French panache (05 juin 2023)
Dans un joli récit, Mon ami, cet inconnu, François Cérésa saluait un ami de toujours qui s’était pendu à 59 ans, un homme instable et délicat malgré sa dégaine d’hercule : « un petit garçon qui jouait à l’homme, égaré dans le monde des grands ». Le survivant s’interrogeait sur ce frère manqué, dragueur obsessionnel, artiste raté avec qui il avait fait les 400 coups : « Toi et moi, on était faits pour Waterloo, le Chemin des Dames et Dien Bien Phu ». A-t-il songé à cet ami disparu lorsqu’il a mis la dernière main à son Dictionnaire égoïste du panache français, qui vient de paraître ?
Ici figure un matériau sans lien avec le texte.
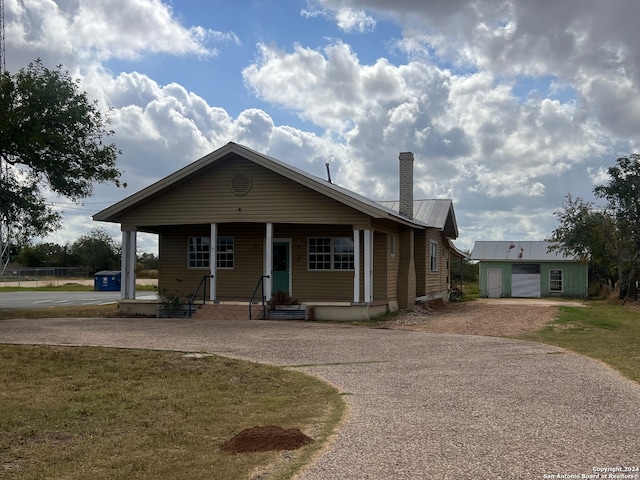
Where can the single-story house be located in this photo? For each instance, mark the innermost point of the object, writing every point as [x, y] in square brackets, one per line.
[260, 219]
[528, 269]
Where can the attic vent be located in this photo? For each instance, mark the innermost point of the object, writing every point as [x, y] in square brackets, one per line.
[240, 184]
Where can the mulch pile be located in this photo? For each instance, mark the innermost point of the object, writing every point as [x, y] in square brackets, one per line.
[262, 439]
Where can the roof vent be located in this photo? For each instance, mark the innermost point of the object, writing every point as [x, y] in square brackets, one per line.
[241, 184]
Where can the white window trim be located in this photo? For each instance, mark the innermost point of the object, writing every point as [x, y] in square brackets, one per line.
[333, 255]
[551, 290]
[434, 259]
[208, 262]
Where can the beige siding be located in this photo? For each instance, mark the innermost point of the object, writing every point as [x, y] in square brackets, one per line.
[315, 285]
[238, 283]
[380, 268]
[422, 262]
[436, 283]
[208, 198]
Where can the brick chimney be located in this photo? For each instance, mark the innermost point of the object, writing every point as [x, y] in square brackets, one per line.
[406, 184]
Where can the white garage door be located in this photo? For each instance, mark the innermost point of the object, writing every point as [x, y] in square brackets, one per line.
[525, 280]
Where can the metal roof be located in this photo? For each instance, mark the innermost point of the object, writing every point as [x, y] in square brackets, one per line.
[519, 251]
[374, 209]
[435, 213]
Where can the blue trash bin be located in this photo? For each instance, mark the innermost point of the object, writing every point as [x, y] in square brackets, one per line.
[107, 280]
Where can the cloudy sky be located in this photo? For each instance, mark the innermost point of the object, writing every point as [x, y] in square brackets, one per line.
[508, 105]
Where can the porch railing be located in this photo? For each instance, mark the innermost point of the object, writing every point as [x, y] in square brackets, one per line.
[202, 283]
[258, 285]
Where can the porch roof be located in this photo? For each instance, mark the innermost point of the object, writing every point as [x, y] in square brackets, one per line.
[115, 212]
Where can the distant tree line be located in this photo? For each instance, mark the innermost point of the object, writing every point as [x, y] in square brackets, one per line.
[96, 251]
[608, 236]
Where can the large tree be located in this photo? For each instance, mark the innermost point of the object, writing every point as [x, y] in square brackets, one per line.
[97, 251]
[623, 196]
[589, 233]
[52, 139]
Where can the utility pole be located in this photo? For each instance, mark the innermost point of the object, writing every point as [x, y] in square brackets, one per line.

En quatre cents pages et cinquante-deux portraits rédigés à coups de cravache, François Cérésa, l’auteur de dizaines de livres et qui a reçu le Prix Michel Déon de l’Académie française, le directeur de Service littéraire, le seul mensuel entièrement rédigé par des écrivains (et où règne, je peux en témoigner, la plus totale liberté de ton), s’insurge contre ce qu’il appelle une « société d’eunuques ».
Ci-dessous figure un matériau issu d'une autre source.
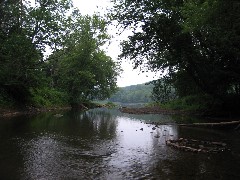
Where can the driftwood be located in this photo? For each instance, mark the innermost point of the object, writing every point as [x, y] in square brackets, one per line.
[193, 145]
[230, 124]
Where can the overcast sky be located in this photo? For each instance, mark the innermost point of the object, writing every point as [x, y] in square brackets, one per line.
[129, 76]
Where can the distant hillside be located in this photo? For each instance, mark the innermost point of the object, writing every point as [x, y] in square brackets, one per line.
[140, 93]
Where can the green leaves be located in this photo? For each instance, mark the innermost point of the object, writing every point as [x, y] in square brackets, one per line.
[194, 42]
[85, 72]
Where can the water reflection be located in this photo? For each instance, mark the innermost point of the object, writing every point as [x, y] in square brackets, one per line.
[107, 144]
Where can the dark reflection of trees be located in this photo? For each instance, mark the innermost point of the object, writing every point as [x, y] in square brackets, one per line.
[86, 124]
L’homme abhorre euphémismes et prudences, en parfait disciple de ces trois figures littéraires qui incarnent le panache français : Athos, Cyrano de Bergerac et Arsène Lupin. On pourrait évoquer aussi Astérix et le capitaine de Boëldieu. Voire Antoine de Tounens, roi de Patagonie, que le cher Jean Raspail ressuscita naguère avec brio au point de créer un mythe patagon. En outre, Cérésa est tout sauf sectaire : au-delà de la droite et de la gauche, au-dessus de la mêlée.
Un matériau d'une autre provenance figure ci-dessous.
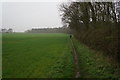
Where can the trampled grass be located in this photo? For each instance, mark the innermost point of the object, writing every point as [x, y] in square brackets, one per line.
[36, 56]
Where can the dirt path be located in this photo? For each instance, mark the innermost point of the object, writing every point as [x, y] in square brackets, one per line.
[76, 61]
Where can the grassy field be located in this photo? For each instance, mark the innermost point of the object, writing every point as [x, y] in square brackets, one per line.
[94, 64]
[36, 56]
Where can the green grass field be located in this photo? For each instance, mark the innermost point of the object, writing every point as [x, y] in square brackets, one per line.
[36, 56]
[28, 55]
[94, 64]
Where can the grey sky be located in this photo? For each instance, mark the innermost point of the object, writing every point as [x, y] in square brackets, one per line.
[26, 15]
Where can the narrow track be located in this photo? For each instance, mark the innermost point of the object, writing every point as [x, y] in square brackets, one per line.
[76, 60]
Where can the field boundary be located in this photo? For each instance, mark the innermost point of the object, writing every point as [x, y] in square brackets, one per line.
[76, 60]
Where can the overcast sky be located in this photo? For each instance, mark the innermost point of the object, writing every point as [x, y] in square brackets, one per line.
[26, 15]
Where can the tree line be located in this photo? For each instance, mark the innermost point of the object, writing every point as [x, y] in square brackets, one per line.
[96, 24]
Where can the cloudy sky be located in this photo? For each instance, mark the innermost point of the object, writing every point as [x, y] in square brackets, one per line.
[26, 15]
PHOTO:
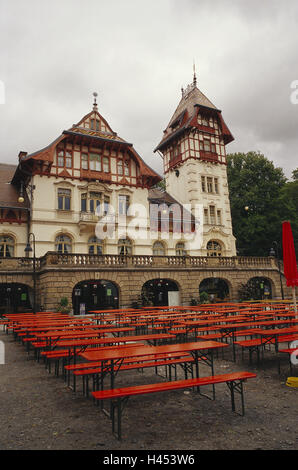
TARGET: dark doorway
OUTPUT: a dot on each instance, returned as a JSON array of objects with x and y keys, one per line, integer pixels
[
  {"x": 216, "y": 288},
  {"x": 157, "y": 292},
  {"x": 259, "y": 288},
  {"x": 94, "y": 295},
  {"x": 15, "y": 298}
]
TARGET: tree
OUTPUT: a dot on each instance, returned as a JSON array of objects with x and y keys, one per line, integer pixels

Cérésa part du principe que « panache » est un vocable intraduisible, une création du génie français. Inexistant, d’après lui, chez les rosbifs et les ritals, qui en connaissent pourtant un bout sur l’élégance. Mais que signifie donc panache ? « Mélange de courage, d’audace, d’intempérance, d’honneur, d’élégance, mais aussi de suffisance, d’orgueil mal placé, d’indiscipline et de bêtise ». Très juste, car le panache peut faire perdre des batailles (Azincourt)… Cérésa y voit une « manière française de sublimer l’échec », un goût du beau geste et du bon mot : « Déplaire est mon plaisir. C’est mon vice » dixit Edmond Rostand, qui parlait aussi de « pudeur de l’héroïsme ». Il y a dans cette cambrure un côté libertaire, qui transcende les camps politiques (Jean Moulin et Robert Brasillach en firent chacun preuve), mais aussi sacrificiel, en raison de ce refus passionné, absurde même, de tout calcul, mesquin par essence.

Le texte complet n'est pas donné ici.